President Enrique Peña Nieto has rescinded the contract won by a Chinese-led consortium last week to build a high-speed railway in Mexico due to questions over the deal’s legitimacy. Opposition legislators have questioned the transparency of the deal, claiming that the Mexican firms in the consortium, including Prodemex, Constructora y Edificadora GIA, Constructora Teya, and GHP Infrastructora Mexicana, enjoyed special relationships with the president.
During bidding, 16 other companies expressed interest in the project. Canada’s Bombardier, France’s Alstom, and Germany’s Siemans—among others—requested additional bidding time to prepare proposals, but President Nieto rejected these requests. Now that the project is up for grabs again, other rail companies plan to take advantage of the opportunity.
China Railway Construction Corporation and CSR Corporation Ltd. would have lead the effort in building the $3.7 billion train—the Americas’ first—expected to create 60,000 jobs for Mexican workers.
The Export-Import Bank of China was due to finance 85 percent of the project, announced in 2012 by Mexican President Enrique Peña Nieto and hoped to be completed by December 2017. Although unconfirmed at the time, Mexico was expected to borrow the remaining 15 percent from China and possibly repay with natural resources, according to Wang Mengshu, a railway expert at the Chinese Academy of Engineering.
If the project follows the original plans, the track will eventually cover 210 kilometers from Mexico City to Querétaro—a major manufacturing hub and commuter destination—and trains will run at a maximum speed of 300 kilometers per hour.

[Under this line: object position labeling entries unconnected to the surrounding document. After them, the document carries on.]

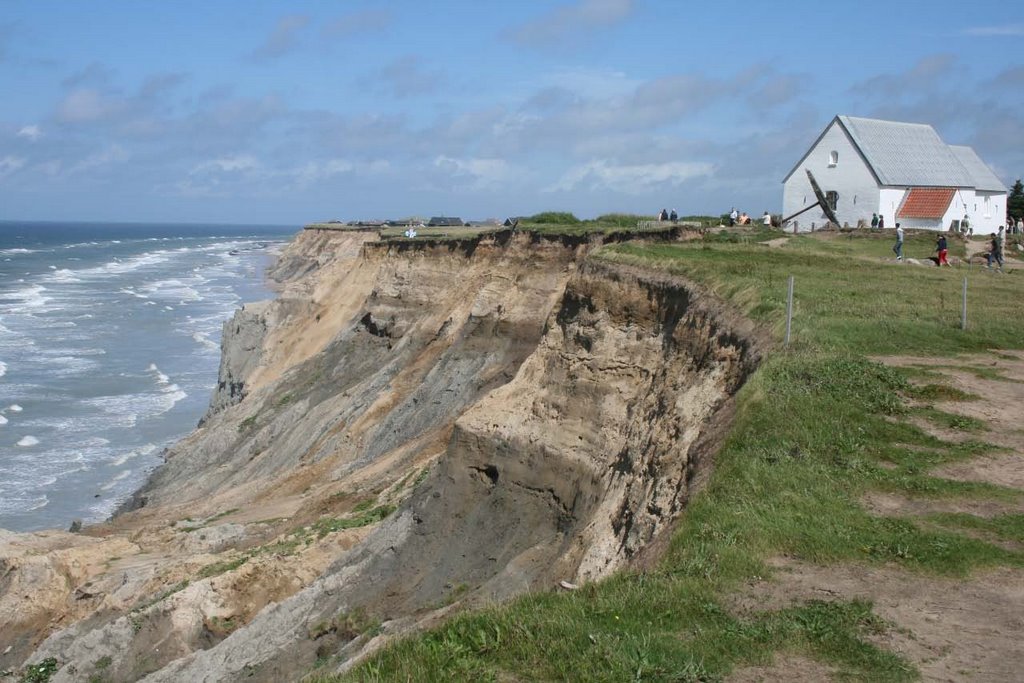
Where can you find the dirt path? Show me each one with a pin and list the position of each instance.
(952, 630)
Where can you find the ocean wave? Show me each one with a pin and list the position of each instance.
(172, 394)
(37, 504)
(202, 338)
(161, 377)
(134, 453)
(64, 275)
(174, 289)
(67, 366)
(113, 482)
(26, 299)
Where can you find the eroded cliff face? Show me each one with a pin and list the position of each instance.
(528, 415)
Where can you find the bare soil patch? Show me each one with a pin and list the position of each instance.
(951, 630)
(783, 668)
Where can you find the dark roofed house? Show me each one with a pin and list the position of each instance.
(902, 171)
(445, 221)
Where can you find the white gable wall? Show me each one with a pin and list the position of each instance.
(890, 200)
(991, 212)
(857, 187)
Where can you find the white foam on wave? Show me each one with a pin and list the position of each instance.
(68, 366)
(28, 299)
(130, 291)
(113, 482)
(134, 453)
(38, 504)
(203, 339)
(172, 394)
(161, 377)
(65, 275)
(174, 289)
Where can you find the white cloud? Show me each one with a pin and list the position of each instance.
(481, 172)
(370, 20)
(9, 165)
(33, 132)
(629, 179)
(565, 24)
(115, 154)
(238, 164)
(284, 38)
(85, 104)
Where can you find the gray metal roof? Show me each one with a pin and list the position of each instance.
(907, 154)
(984, 178)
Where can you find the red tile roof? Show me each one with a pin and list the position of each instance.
(926, 203)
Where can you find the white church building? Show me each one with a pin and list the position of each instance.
(901, 171)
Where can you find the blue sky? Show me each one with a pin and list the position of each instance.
(287, 113)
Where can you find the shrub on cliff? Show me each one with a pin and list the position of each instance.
(553, 217)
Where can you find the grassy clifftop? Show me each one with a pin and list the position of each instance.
(819, 429)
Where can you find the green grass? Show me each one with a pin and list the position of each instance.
(817, 427)
(218, 568)
(363, 517)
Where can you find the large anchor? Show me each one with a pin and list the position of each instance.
(822, 202)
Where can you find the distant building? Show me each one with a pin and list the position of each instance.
(902, 171)
(445, 221)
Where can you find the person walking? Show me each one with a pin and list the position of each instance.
(898, 247)
(996, 252)
(942, 249)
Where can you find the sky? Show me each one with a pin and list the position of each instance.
(249, 112)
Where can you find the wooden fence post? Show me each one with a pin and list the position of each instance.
(788, 312)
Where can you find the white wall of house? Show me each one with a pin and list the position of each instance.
(890, 200)
(991, 212)
(849, 175)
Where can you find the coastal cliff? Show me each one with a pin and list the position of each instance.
(410, 426)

The railway is expected to transport up to 27,000 commuters a day and take 18,000 cars off the road in its first year of operation.
The absence of passenger trains in Mexico stands in sharp contrast to the country’s extensive freight rail system that was commercialized in the 1990s. For the first time since then, Mexico will have a train dedicated to public transportation—one that will hopefully eliminate the need for an expensive project to double highway lanes to handle the country’s growing traffic problem.
If China is once again chosen to contract on the railway, it too would benefit. In what could be the first overseas implementation of Chinese bullet trains, the Chinese members of the consortium would be responsible for developing all key technologies; manufacturing the trains, control systems, and track parts; and handling the line’s design, construction, installation, and operation maintenance. Success in Mexico could lead to future contracts in Brazil and the United States, which are both working on developing high speed rail transit systems of their own.